Abstract

In the ”Denk” project (”Dialogue handling and knowledge transfer”) we are implementing a multi-modal interface, combining graphics and language, that allows a user to interact with an object-oriented world. Using mouse and screen, the user has direct access to this world, but he can also converse about it with a so-called cooperative assistant, which happens to be an expert on the world in question. The cognitive state of this assistent is modelled in Type Theory. As has been pointed out in [9], [11], there are also good reasons to use Type Theory as a semantic representation formalism underlying natural language. If we combine these ideas, we can model cognitive states in Type Theory which change dynamically as a result of natural language utterances. In this way we can not only handle typical natural language phenomena, like anaphora resolution and the identification of presuppositions, but we can also mimic the different behaviours associated with questions and assertions. One of the key elements in our approach is that we model both the assistants' private knowledge about the world, and the common knowledge of user and assistant.
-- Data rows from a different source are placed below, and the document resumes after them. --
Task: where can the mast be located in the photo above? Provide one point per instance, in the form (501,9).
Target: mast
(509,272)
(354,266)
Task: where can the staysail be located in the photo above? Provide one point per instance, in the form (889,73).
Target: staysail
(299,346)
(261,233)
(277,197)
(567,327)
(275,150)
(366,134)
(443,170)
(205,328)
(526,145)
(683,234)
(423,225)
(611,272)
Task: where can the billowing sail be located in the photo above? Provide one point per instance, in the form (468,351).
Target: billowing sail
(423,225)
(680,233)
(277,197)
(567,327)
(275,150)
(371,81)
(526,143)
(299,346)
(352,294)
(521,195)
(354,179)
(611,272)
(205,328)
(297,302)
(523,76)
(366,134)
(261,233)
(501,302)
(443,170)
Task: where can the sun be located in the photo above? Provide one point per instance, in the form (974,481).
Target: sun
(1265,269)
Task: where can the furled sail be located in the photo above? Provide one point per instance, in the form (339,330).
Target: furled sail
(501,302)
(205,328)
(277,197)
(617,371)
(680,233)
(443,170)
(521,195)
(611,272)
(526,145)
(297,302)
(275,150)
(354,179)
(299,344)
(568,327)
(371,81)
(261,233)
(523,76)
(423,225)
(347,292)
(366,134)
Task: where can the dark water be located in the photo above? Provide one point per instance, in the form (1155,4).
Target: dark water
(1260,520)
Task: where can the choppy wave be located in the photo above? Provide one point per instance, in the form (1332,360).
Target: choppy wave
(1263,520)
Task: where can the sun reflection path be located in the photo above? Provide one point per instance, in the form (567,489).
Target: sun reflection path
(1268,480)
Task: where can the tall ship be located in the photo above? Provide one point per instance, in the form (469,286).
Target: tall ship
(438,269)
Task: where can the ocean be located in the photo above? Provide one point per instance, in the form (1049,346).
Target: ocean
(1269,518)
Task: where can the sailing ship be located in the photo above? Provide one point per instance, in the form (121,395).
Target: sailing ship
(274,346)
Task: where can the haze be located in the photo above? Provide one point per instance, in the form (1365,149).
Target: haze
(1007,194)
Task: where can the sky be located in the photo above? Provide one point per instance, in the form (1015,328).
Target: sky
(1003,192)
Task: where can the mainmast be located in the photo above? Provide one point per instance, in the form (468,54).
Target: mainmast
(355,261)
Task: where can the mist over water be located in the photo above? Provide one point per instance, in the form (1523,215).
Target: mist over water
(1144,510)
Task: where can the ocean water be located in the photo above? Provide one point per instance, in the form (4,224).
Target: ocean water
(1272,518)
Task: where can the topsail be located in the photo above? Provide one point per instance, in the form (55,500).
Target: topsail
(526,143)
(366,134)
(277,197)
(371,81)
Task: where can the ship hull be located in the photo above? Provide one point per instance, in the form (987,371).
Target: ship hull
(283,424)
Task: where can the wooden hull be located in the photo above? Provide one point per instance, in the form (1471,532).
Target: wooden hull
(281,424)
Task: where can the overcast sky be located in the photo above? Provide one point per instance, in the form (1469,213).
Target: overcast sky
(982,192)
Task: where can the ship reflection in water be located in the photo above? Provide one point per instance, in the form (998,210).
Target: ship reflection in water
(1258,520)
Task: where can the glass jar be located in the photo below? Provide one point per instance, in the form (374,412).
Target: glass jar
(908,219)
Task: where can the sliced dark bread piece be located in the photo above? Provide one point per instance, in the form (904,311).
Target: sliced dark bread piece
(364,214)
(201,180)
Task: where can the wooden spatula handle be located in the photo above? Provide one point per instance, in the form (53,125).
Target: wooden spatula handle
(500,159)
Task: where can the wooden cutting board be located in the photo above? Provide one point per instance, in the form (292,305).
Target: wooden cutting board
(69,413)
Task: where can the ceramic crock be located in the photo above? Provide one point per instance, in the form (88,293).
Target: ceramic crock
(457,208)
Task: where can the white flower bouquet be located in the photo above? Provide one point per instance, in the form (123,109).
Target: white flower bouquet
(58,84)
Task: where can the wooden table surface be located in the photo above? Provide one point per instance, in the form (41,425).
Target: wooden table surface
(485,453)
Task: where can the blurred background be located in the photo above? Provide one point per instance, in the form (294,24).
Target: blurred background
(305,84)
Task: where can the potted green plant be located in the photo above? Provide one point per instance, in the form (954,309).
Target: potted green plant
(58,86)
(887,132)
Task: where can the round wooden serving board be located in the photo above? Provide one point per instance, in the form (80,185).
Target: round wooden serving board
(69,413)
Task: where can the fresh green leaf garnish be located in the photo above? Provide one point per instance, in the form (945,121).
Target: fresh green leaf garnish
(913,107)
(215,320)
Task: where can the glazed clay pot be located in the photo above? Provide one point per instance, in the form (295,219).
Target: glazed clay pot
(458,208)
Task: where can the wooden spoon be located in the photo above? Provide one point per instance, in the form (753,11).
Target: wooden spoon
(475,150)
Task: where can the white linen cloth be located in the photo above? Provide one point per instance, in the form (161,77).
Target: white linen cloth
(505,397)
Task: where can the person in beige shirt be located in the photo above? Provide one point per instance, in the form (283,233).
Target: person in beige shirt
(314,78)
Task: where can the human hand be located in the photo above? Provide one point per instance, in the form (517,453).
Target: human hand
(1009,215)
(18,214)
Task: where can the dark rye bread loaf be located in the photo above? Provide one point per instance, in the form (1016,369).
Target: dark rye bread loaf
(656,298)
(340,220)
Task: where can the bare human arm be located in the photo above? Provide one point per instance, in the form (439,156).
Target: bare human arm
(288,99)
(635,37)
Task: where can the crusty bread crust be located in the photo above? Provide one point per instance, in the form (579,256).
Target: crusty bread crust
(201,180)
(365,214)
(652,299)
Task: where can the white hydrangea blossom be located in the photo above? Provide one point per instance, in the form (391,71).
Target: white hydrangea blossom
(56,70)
These are represented by type theoretic contexts, where the latter is contained within the former. In a communication process, knowledge is transferred from the outer to the inner context, and the common knowledge grows steadily. Because knowledge states are not directly accessible for an outsider, the identity of objects can not be communicated directly between two agents, unless they use the fact that their knowledge is semantically attached to a world which they can both observe. This makes the communciation processes quite interesting, as will be illustrated for several simple cases.